The Big Tech stocks are beginning the year’s earnings season with mild optimism. After signs from the White House that President Donald Trump may be softening his scorched-earth tariff plan, the Magnificent Seven stocks have been up more than 6% this week. On Thursday, Google parent Alphabet Inc. will report its numbers and set the tone for a delicate run of results reminiscent of the Covid era’s confusion.
One of the seven, Tesla Inc., has already reported — though its unique position, and the political antics of its chief executive officer, have made it a permanent outlier in the group. The gain of about 5% in its shares after abysmal results holds few useful clues for investors wondering about how the crop of more easily compared tech giants will fare. Those companies aren’t as able to fend off the gravitational pull of reality.
Analysts for all six of the other members — Alphabet, Amazon.com Inc., Meta Platforms Inc., Apple Inc., Nvidia Corp. and Microsoft Corp. — have lowered price targets since the tariff “Liberation Day” on April 2 threw projections into disarray. Apple has experienced the most severe cut: As of Wednesday, Bloomberg consensus data suggested analysts predict its stock will be $235.95 in 12 months, 7% lower than the expectation before the tariff tumult and what would amount to a valuation difference of $267 billion.

Whether or not the pulled-back predictions are proportionate isn’t likely to become all that much clearer by the end of this earnings season. But, while the companies can’t offer clarity on tariffs, investors will want firmer direction on the more practical business of breaking ground on new data centers to accommodate the growth of artificial intelligence.
Heading into the year, the Big Tech companies pledged capital investments of more than $325 billion, the biggest bet on an unproven technology in the history of the industry. Since then, there have been conflicting signals. Microsoft’s head of cloud operations, Noelle Walsh, wrote on LinkedIn that the company was “slowing or pausing some early-stage projects” as it related to building data centers. A Wells Fargo analyst note reaffirmed the Microsoft pullback and added that the other biggest player, Amazon’s AWS, had “paused a portion of its leasing discussions on the colocation side.” (Colocation, in this context, typically means leasing data center resources from a third party.)
However, AWS head of global data centers, Kevin Miller, took to LinkedIn to stress that any canceled or paused deals should not be read as indicators of much. The maneuvers were just part and parcel of the expansion process, something the company has been doing for “almost two decades.” “That experience has taught us to consider multiple solutions in parallel,” Miller wrote. “Some options might end up costing too much, while others might not deliver when we need the capacity.
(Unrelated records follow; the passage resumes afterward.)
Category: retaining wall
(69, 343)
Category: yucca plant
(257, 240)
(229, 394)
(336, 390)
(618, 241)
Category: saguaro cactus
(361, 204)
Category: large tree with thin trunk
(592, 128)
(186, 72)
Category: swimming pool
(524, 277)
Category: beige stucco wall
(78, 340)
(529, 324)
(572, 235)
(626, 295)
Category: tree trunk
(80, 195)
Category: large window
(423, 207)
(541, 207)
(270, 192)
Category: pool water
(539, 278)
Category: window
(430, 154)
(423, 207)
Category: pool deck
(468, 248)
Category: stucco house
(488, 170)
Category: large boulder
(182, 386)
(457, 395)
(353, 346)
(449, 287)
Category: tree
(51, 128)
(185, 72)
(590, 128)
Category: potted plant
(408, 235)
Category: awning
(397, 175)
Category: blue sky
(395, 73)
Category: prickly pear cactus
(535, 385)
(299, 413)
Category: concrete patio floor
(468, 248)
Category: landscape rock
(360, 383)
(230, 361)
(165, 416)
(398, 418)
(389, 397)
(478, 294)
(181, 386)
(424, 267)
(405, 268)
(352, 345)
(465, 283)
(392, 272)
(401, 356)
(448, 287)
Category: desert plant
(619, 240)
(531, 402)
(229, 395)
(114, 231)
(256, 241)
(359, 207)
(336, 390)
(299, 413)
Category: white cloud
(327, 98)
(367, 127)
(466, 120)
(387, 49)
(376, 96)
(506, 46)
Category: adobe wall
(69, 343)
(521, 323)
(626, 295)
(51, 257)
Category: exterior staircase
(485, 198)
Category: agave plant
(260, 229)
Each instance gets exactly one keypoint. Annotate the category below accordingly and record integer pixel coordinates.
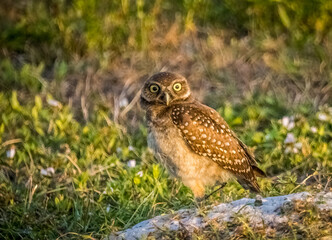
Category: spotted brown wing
(207, 134)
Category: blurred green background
(73, 156)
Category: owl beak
(166, 98)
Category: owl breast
(172, 151)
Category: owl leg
(221, 186)
(197, 188)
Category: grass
(104, 179)
(73, 156)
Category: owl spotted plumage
(192, 140)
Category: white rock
(269, 214)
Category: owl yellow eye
(177, 86)
(154, 88)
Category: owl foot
(221, 186)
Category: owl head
(165, 88)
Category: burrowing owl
(192, 140)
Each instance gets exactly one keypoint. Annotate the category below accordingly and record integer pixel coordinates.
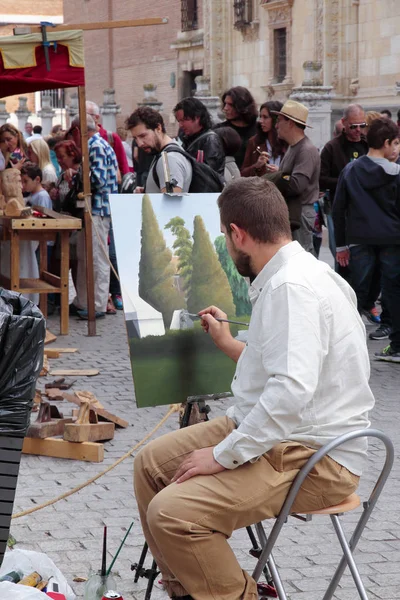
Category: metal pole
(87, 214)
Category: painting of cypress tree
(209, 283)
(182, 247)
(156, 272)
(238, 285)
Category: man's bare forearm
(232, 348)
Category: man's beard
(243, 264)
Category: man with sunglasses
(337, 153)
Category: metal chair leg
(152, 579)
(349, 557)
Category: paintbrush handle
(119, 550)
(233, 322)
(104, 557)
(194, 316)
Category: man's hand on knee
(199, 462)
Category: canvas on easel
(173, 262)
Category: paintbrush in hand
(193, 316)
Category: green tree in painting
(238, 284)
(209, 284)
(156, 272)
(183, 247)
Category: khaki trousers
(187, 525)
(101, 266)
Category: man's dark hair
(299, 125)
(257, 206)
(278, 145)
(381, 130)
(243, 103)
(32, 171)
(387, 112)
(231, 140)
(192, 108)
(146, 115)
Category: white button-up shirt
(303, 374)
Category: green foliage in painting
(209, 283)
(238, 285)
(156, 271)
(183, 247)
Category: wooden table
(42, 230)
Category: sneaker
(83, 314)
(372, 315)
(382, 333)
(117, 299)
(388, 354)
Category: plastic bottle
(13, 576)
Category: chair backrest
(305, 470)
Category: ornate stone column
(22, 112)
(73, 106)
(215, 18)
(213, 103)
(150, 97)
(4, 115)
(318, 99)
(109, 110)
(46, 114)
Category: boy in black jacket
(366, 215)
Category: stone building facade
(351, 49)
(26, 12)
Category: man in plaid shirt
(103, 181)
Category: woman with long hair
(69, 158)
(240, 110)
(265, 147)
(39, 154)
(15, 146)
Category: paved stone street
(70, 532)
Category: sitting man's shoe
(83, 314)
(382, 333)
(372, 315)
(388, 354)
(73, 310)
(110, 307)
(117, 299)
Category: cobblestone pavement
(70, 532)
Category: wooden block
(54, 394)
(87, 428)
(45, 368)
(75, 372)
(65, 350)
(89, 432)
(50, 429)
(50, 422)
(85, 396)
(57, 448)
(51, 353)
(50, 337)
(102, 413)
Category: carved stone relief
(280, 16)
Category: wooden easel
(84, 141)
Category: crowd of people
(320, 188)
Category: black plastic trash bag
(22, 334)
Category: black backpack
(204, 178)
Other times, we find that we need more capacity in one location and less in another.”
Expect analysts on the earnings calls to seek greater clarity. In offering it, each company will strive to thread a needle: Costs can’t spiral, nor can they risk pulling back so far they fall behind in the race for the ultimate AI prize, whatever that may actually be.
As I wrote earlier this month, the AI cost equation has become even more pressurized thanks to the uncertainty that tariffs are bringing into the companies’ legacy businesses. Investors worry about developments like Chinese advertisers moving away from Meta’s platform; Chinese sellers stepping back from Amazon’s e-commerce store; and the entire supply chain eating into the margins of Apple’s iPhone. For Nvidia, which as always will arrive fashionably late in earnings season, on May 28, there is now the question of not being able to sell its H20 chip to China and what retaliatory measures might follow.
The big questions will go unanswered this season. Some nuggets of insight might come if top executives share with investors any details of their direct discussions with the president and his team, such as Apple CEO Tim Cook’s calls on tariffs or Nvidia CEO Jensen Huang’s meeting and photo op at Mar-a-Lago.
But if investors are waiting expectantly for meaningful forward guidance, they should temper those hopes. If there’s one similarity that can be drawn from Tesla to the rest of the pack, it’s that predicting the future in Trump’s economic regime is as futile as it was during the Covid pandemic, when companies threw their hands up and simply said they didn’t know what was coming next. On Tuesday, Tesla said it would not offer any guidance for 2025 until at least the next quarter’s earnings. Expect the same from the rest of the Magnificent Seven.